The number of wildfires every year has generally trended down over the years – in 1985, about 82,500 fires nationwide burned some 2.9 million acres; in 2012, 67,700 fires burned more than 9 million acres -- but it’s those big monster events that are becoming more and more common, and more costly.

“If you think about the trajectory that we’re on right now, with more and more people wanting to live in the woods, with a warming climate, and a lot of fuel buildup from past management practices, it’s a tinder box,” says Ray Rasker, Ph.D., executive director of Headwaters Economics, a Montana-based research firm specializing in land management issues of the western states. “The conversation needs to move on from suppression to preventing these fires from happening.”

The really alarming part, Rasker says, is that only 16% of the high fire risk land in the U.S. currently has homes on it, meaning that the other 84% is still open for future development.

“They’re doing a lot of clearing (of deadwood) from the wildland fire interface, which is a good thing to do,” he says. “But they’re also doing less controlled processes, whether through thinning or prescribed burns.
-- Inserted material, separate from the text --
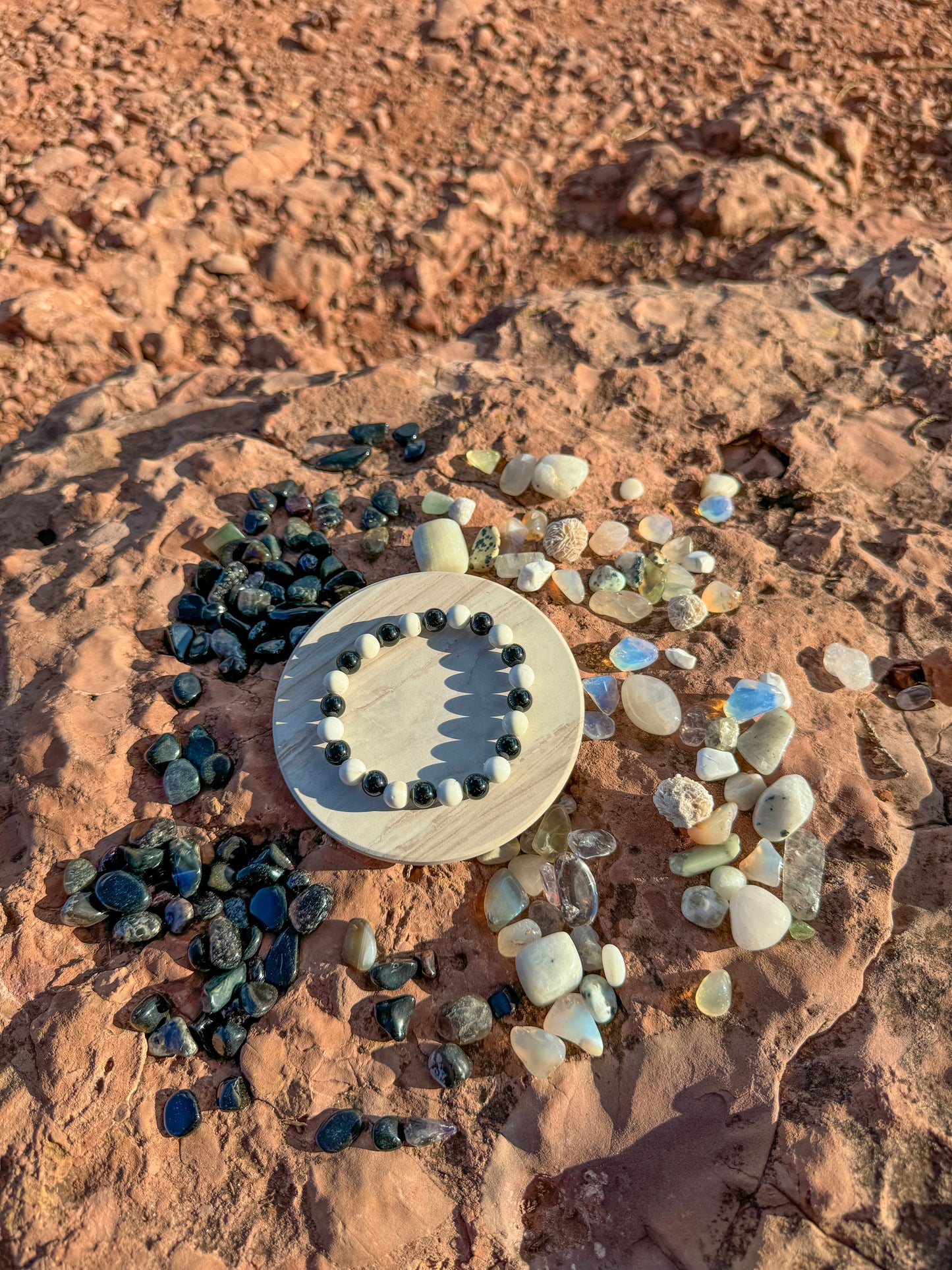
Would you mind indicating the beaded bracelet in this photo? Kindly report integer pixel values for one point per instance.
(449, 793)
Those practices are becoming a lot harder to do, and agencies have limited money, limited staff and are being forced to defend homes more often. So, as a result, the amount of fuel keeps building and building.”

Should homeowners be footing more of the bill for protecting their homes? Should the local governments that permit these developments in high-risk areas be paying? Those are discussions worth having, Rasker says.

Insuring a high-risk home

Of course, homeowners in high-risk areas are not entirely out of the picture.
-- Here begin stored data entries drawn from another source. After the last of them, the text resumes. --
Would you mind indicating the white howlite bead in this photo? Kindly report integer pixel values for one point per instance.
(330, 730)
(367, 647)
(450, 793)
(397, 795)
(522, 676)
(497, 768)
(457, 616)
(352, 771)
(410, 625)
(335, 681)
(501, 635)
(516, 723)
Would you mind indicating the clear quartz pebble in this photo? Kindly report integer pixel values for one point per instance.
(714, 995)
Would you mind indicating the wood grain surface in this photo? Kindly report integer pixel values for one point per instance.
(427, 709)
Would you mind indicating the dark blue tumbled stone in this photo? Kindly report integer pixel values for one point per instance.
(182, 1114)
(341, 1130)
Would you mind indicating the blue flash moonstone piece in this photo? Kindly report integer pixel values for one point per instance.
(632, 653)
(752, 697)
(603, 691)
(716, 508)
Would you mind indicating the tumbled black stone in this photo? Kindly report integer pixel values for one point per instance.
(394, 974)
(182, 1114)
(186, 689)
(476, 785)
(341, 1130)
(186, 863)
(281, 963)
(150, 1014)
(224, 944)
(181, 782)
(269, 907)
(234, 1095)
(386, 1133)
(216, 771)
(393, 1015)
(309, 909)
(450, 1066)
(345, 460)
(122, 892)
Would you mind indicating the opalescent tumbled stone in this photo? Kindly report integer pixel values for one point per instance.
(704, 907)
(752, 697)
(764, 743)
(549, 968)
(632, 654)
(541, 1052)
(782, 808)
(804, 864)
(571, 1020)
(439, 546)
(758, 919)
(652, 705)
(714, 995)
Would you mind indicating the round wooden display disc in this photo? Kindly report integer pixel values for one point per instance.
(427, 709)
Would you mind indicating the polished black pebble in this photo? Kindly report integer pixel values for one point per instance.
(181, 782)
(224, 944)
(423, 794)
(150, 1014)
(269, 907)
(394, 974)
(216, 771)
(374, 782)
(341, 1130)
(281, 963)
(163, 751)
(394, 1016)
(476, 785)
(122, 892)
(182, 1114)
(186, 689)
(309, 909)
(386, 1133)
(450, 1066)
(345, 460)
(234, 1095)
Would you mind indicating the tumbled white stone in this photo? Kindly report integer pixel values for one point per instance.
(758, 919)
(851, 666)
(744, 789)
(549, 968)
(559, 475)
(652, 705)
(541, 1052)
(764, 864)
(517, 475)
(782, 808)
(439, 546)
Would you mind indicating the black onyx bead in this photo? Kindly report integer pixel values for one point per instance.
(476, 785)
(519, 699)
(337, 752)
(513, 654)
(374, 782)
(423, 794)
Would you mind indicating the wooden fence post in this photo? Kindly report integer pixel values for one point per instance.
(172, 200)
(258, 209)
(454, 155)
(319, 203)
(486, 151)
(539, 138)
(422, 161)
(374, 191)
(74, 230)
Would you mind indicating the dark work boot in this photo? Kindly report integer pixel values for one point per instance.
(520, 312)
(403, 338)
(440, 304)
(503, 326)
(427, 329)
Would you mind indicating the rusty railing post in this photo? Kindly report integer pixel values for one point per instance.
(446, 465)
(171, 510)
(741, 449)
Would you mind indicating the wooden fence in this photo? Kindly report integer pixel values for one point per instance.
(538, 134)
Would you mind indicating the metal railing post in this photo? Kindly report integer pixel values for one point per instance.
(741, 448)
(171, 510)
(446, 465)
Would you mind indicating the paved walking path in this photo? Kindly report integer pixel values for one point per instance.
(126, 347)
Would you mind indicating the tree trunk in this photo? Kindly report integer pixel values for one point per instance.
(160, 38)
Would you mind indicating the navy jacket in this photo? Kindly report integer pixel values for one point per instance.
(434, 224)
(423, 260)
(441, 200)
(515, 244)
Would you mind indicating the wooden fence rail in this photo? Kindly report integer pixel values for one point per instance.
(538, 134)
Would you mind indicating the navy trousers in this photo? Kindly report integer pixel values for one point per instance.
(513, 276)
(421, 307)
“When you buy a house in an area like this,” explains Tully Lehman with the Insurance Information Network of California, “it’s all about location, location, location. What is the fire risk in your area? How can you limit that risk? Insurance does cover this type of peril, but obviously, if the risk is higher, it will cost more to insure a home than it would in an area where the risk is lower.”
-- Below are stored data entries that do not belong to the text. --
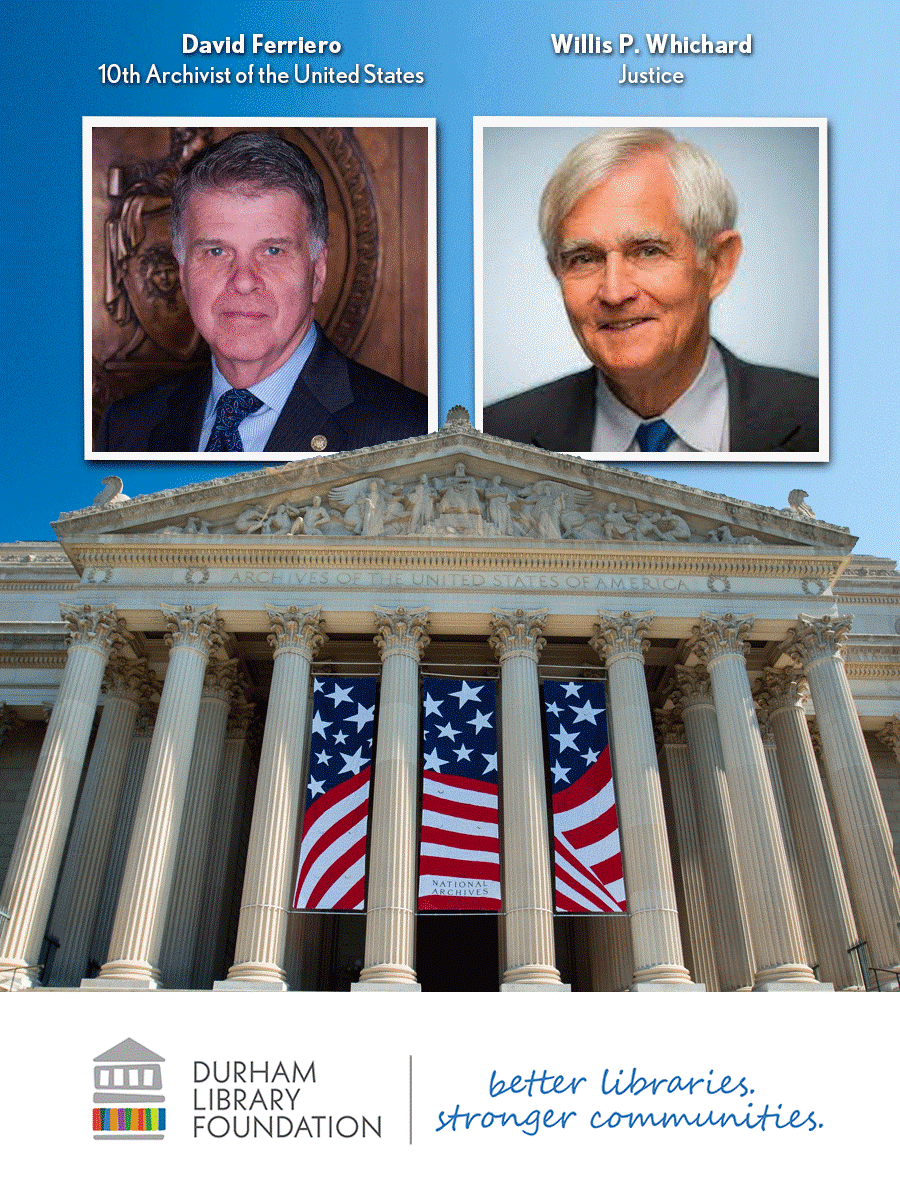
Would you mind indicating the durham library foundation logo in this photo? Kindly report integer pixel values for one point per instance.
(127, 1093)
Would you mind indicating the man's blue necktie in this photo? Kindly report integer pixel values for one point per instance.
(655, 436)
(233, 406)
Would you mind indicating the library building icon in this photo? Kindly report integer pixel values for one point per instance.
(127, 1093)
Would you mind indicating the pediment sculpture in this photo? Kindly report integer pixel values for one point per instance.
(461, 505)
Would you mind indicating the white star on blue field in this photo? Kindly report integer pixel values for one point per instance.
(460, 727)
(576, 729)
(342, 726)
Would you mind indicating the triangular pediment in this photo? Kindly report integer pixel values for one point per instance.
(451, 485)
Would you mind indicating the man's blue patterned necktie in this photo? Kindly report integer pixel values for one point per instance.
(233, 406)
(655, 436)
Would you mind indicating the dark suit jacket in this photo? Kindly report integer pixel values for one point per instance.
(334, 396)
(768, 409)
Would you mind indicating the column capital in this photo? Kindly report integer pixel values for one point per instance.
(622, 634)
(780, 688)
(889, 733)
(401, 631)
(198, 629)
(718, 636)
(129, 679)
(99, 628)
(671, 726)
(221, 679)
(297, 629)
(10, 720)
(816, 637)
(814, 735)
(695, 688)
(519, 633)
(240, 717)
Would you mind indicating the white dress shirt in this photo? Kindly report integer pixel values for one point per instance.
(256, 429)
(700, 415)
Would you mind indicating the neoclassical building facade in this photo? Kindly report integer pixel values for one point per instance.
(157, 665)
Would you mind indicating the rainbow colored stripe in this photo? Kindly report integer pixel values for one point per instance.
(129, 1120)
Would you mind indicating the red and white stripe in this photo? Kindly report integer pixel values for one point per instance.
(333, 852)
(460, 862)
(586, 841)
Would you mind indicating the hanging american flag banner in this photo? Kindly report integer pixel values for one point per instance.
(460, 862)
(333, 852)
(587, 859)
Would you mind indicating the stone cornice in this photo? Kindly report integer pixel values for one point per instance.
(45, 659)
(424, 553)
(438, 453)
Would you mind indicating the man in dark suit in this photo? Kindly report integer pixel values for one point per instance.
(640, 234)
(250, 234)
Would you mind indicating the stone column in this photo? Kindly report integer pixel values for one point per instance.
(127, 684)
(10, 720)
(684, 833)
(771, 904)
(390, 919)
(135, 771)
(784, 823)
(649, 887)
(203, 785)
(527, 891)
(147, 886)
(222, 869)
(297, 637)
(889, 735)
(733, 952)
(831, 915)
(35, 863)
(815, 645)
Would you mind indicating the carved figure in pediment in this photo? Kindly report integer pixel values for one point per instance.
(312, 519)
(251, 520)
(670, 527)
(460, 504)
(375, 510)
(546, 513)
(616, 525)
(499, 513)
(282, 520)
(421, 505)
(724, 535)
(643, 526)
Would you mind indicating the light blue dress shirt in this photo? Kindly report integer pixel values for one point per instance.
(700, 417)
(274, 390)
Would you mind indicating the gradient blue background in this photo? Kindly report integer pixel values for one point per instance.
(491, 58)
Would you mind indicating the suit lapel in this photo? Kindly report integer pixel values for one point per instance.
(180, 429)
(322, 390)
(756, 414)
(570, 424)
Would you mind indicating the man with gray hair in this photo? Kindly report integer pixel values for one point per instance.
(250, 234)
(640, 233)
Insurers in high-risk states like California have done a good job of managing the state’s wildfire risk, he says, at least from a personal property standpoint, though he does acknowledge that some insurers have actually pulled out of certain parts of the state where devastating wildfires are becoming more common. In 2003, about 19,000 wildfire-related homeowners insurance claims resulted in around $2 billion worth of payouts, while the 1991 Oakland Hills fire near downtown Oakland, Calif., cost insurers more than $2.5 billion in inflation-adjusted 2013 dollars.

“Here in California, obviously what we see is that wildfires can be extremely costly,” Lehman says. “But the insurance industry has been able to weather them in the past and will be able to continue to do so.”

That may not be the case everywhere, however. In Colorado, Carole Walker with the Rocky Mountain Insurance Information Association says that insurance companies are getting picky about what structures they’re willing to insure, and they're crafting strict new fire prevention regulations for homeowners in high-risk areas, calling for fire-retardant building materials and large defensible spaces around the home.

“Up until a couple of years ago, we didn’t have that mega-destructive type of fire out here,” she says, adding that the 2002 Hayman fire, which burned 138,000 acres and remains the largest wildfire in the state’s history, only resulted in about $31 million worth of property losses. “Now what were seeing play out in Colorado, unfortunately, is multimillion-dollar wildfires destroying hundreds of homes. Customers who are not willing to take steps to protect their homes are having a harder and harder time getting coverage.”